While a subcontractor may be able to assert that a particular FAR or DFARS flow-clause is inapplicable to their subcontract, the most prudent course of action is, most often, to assume that all clauses apply.
As a first step – once negotiations are complete and the subcontract is finalized – the subcontractor should take stock of each flow-down clause and the associated compliance obligations. Outstanding requirements should be assigned to specific individuals within the organization with deadlines for meeting the requirements.
Small business subcontractors and companies that are new to government contracting, in particular, may need to take immediate steps to put in place the policies and systems necessary to comply with standard flow-down clauses, which cover a variety of topics including business ethics (FAR 52.203-13, Contractor Code of Business Ethics and Conduct (Nov. 2021)), intellectual property (FAR 52.227-14, Rights in Data-General (May 2014)), employment practices (FAR 52.222-26, Equal Opportunity (Sept. 2016)), and sourcing (FAR 52.225-1, Buy American-Supplies (Oct. 2022)), to name a few.

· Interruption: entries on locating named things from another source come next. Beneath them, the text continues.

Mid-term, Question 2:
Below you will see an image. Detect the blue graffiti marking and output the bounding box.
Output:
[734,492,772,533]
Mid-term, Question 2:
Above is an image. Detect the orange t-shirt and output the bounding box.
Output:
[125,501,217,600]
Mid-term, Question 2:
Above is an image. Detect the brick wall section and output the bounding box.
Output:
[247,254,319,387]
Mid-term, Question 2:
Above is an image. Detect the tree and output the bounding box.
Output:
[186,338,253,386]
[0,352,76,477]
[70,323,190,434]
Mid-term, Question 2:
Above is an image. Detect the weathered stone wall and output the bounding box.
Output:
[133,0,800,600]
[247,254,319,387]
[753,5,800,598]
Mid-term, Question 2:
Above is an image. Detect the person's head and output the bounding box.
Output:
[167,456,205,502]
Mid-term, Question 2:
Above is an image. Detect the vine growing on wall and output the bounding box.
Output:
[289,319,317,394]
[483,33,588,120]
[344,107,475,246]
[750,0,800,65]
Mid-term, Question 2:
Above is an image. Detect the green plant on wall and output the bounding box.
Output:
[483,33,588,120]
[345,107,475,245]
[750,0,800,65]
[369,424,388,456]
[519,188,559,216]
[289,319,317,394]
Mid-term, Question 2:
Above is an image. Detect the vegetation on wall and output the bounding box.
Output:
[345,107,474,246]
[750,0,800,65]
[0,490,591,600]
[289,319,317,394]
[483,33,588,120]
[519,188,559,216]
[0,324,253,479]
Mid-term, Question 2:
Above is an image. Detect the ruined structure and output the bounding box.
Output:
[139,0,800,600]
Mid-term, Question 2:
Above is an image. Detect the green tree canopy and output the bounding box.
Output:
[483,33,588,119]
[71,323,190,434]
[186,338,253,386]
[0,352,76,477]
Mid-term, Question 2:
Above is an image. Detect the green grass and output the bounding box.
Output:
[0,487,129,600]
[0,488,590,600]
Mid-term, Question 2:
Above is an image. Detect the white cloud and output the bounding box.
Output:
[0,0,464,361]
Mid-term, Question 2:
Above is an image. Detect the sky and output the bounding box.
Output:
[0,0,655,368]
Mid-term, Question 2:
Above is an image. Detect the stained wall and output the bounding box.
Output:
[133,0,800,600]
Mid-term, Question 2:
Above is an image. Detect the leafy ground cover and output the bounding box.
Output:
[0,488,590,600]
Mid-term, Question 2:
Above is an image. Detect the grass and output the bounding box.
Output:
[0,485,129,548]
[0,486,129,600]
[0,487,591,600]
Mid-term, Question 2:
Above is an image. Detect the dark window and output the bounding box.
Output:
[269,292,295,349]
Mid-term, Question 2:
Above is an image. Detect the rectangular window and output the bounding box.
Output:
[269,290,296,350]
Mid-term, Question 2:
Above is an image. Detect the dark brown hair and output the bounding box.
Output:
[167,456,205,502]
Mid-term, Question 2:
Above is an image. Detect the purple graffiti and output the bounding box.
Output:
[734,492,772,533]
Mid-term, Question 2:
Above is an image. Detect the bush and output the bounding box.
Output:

Subcontractors that receive certain “controlled” information – e.g., restricted prints provided under defense contracts – should pay particular attention to cybersecurity requirements, which have been the focus of recent Department of Defense policy and enforcement efforts.5
Construction firms should be aware of unique dispute provisions that are typically flowed down under federal projects. These include the FAR “Changes” clause, which grants the federal government broad rights to modify the requirements midstream.6
In addition, because the subcontractor lacks privity with the federal government and therefore cannot bring a claim directly against the government, the prime contractor may be asked to “pass through” a claim pursuant to the FAR “Disputes” clause.7 Such claims will typically be governed by federal procurement law (not the state law governing claims between the prime contractor and subcontractor) and must be appealed to specialized federal bodies.
Construction firms will also need to contend with the unique bonding and dispute provisions imposed by the Miller Act, including its strictly-construed notification requirements.8
Conclusion
The U.S. government spends upward of $750 billion annually through procurement contracts and, for companies that are positioned to win this work, it can serve as a reliable business partner.
Yet, these opportunities entail significant legal and performance risks, largely in the form of FAR and DFARS clauses. These circumstances can be particularly challenging for subcontractors, which must navigate both these flow-down clauses and the demands of a contractual intermediary. This balancing act often requires attention to detail, understanding of risk, and an appreciation of the bigger picture.
This article was originally published on the State Bar of Wisconsin’s
Construction and Public Contract Law Section Blog. Visit the State Bar
sections or the
Construction and Public Contract Law Section web pages to learn more about the benefits of section membership.
Endnotes
1 Individual federal agencies have FAR “supplements” with agency-specific contract clauses, most notably the Department of Defense’s Defense Federal Acquisition Regulation Supplement (DFARS).
2
FAR clauses are available
on the acquisition.gov website. When flowing down FAR clauses, the prime contractor will typically note that, for purposes of interpreting the clause, the prime is to serve as the “Government” and the subcontractor as the “Contractor.”
3 See FAR 52.244-6, Subcontracts for Commercial Products and Commercial Services (Nov. 2024) (providing a streamlined list of 24 FAR clauses that should be flowed down to commercial subcontractors, but permitting the flow down of a “minimal number of additional clauses necessary to satisfy [the prime’s] contractual obligations”).
4 See DFARS 252.244-7000, Subcontracts for Commercial Products or Commercial Services (Nov. 2023).
5See U.S. Department of Justice press release "The Pennsylvania State University Agrees to Pay $1.25M to Resolve False Claims Act Allegations Relating to Non-Compliance with Contractual Cybersecurity Requirements," Oct. 22, 2024.
6 FAR 52.243-4, Changes (June 2007).
7 See FAR 52.233-1, Disputes (May 2014).
8 See 40 U.S.C. §§ 3131-34; FAR Subpart 28.102.